The 27th Annual Scientific Meeting of the Japanese Heart Failure Society

President: Michihiro Yoshimura

Professor, Division of Cardiology, Department of Internal Medicine

The Jikei University School of Medicine

Despite the continued prevalence of COVID-19, it seems that social activities are beginning to restart as we come to terms with the concept of “living with COVID.” This includes medical conferences, which are steadily resuming with infection control measures in place. Under these circumstances, the 27th Annual Scientific Meeting of the Japanese Heart Failure Society will be held over the three days from Friday, October 6 to Sunday, October 8, 2023 at PACIFICO Yokohama North. To give all participants the intrinsic benefits of an academic conference, we are currently progressing preparations to hold this meeting as an in-person event, with some sessions planned to be available afterward as video-on-demand programs.

Recent years have seen dizzying advances in heart failure medicine. Firstly, more and more new evidence for heart failure treatment drugs is being published. As a result, work on updating the Japanese, European, and American guidelines is getting underway. However, heart failure is a topic covered by a very broad variety of fields. This includes not just pharmaceuticals but also diagnostic imaging, biomarkers, various device treatments, genome medicine, telemedicine, artificial intelligence (AI), and big data, among others. Areas such as interdisciplinary team medicine, cardiac rehabilitation, and palliative care are also extremely important in heart failure management, and in each of these areas, active work is ongoing. In the study of heart failure, we thus have a mountain of topics to debate, and I intend to make this Annual Scientific Meeting an opportunity for wide-ranging discussions.

The study of heart disease has a long history, but it can be said to have entered a new era with the determination of the structure of atrial (A-type) natriuretic peptide (ANP) by Matsuo, Kangawa, and their colleagues in 1984. The discovery that hormones are secreted by the heart greatly changed our ideas about this organ. Over the past 30 years or so, the academic study of endocrine metabolism in the cardiovascular system seems suddenly to have bloomed. This is evidenced in drugs such as human ANP (hANP), angiotensin receptor-neprilysin inhibitors (ARNIs), and sodium/glucose cotransporter 2 inhibitors (SGLT2is).

I myself have been conducting research on ANP, brain (B-type) natriuretic peptide (BNP), and other hormones. This has made me aware of the importance of inter-organ networks, or to put it another way, the significance of managing heart disease from a whole-body perspective. The founding spirit of The Jikei University School of Medicine, to which I belong, is “Treat the patient, not the disease .” These words express the importance of looking squarely at a person suffering from a disease and treating that individual person, rather than simply treating diseased organs. Against this backdrop, the title of this Annual Scientific Meeting of the Japanese Heart Failure Society will be “Inter-organ networks in heart failure; the significance of whole-body observation.” To reach a deeper understanding of heart failure, it will be important to examine myocardial cells in detail on the molecular level, but I think it is also necessary to take a step back and observe the heart from a whole-body perspective. This is true both in terms of research and in everyday clinical settings. Many experienced medical professionals will be made intuitively aware of the exacerbation of heart failure by noticing some sort of general bodily change in the patient. What it is they see that leads to this judgement is, I think, a really interesting question, and I feel that important hints may be hidden there.

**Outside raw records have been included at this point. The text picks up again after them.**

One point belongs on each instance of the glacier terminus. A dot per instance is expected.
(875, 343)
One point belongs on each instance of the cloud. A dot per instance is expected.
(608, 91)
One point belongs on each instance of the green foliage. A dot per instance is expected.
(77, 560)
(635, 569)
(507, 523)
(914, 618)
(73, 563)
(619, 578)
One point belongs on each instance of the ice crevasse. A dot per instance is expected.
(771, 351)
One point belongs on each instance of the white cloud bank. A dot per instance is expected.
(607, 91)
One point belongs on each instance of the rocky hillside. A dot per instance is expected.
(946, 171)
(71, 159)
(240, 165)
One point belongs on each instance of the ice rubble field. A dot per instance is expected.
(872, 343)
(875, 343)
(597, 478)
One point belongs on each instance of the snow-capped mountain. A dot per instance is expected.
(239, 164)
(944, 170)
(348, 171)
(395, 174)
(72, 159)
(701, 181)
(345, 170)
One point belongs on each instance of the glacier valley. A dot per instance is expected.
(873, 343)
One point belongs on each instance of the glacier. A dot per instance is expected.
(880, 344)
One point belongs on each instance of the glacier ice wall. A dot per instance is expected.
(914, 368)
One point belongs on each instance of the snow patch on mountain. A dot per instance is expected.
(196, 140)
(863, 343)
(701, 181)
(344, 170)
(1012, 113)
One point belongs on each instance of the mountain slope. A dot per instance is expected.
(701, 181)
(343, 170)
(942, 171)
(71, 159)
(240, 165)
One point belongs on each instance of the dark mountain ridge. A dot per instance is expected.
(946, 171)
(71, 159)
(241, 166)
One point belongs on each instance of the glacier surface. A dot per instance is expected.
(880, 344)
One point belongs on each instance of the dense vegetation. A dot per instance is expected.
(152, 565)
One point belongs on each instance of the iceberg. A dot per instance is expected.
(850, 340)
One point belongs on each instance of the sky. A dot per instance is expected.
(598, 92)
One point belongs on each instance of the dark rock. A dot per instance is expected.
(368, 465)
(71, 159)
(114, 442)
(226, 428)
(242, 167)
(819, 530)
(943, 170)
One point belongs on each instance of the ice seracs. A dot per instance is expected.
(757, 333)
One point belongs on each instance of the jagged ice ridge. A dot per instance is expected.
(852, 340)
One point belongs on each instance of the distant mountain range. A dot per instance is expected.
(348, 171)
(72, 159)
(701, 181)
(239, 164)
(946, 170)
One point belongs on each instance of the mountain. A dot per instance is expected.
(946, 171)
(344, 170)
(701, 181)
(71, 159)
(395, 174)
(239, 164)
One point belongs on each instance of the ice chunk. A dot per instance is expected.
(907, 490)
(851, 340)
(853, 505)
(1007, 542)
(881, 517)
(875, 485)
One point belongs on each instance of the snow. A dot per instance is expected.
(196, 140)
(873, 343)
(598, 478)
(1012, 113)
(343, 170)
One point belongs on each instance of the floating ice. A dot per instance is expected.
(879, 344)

As I mentioned above, although COVID-19 is still with us, I sincerely hope to welcome you all to Yokohama in fall 2023. I look forward to as many JHFS members as possible gathering together to engage in wide-ranging and in-depth discussions of heart failure. It is my intention that this Annual Scientific Meeting will contribute to raising the level of research and everyday clinical practice among those who attend, and lead to even more active networking between Japanese and overseas colleagues.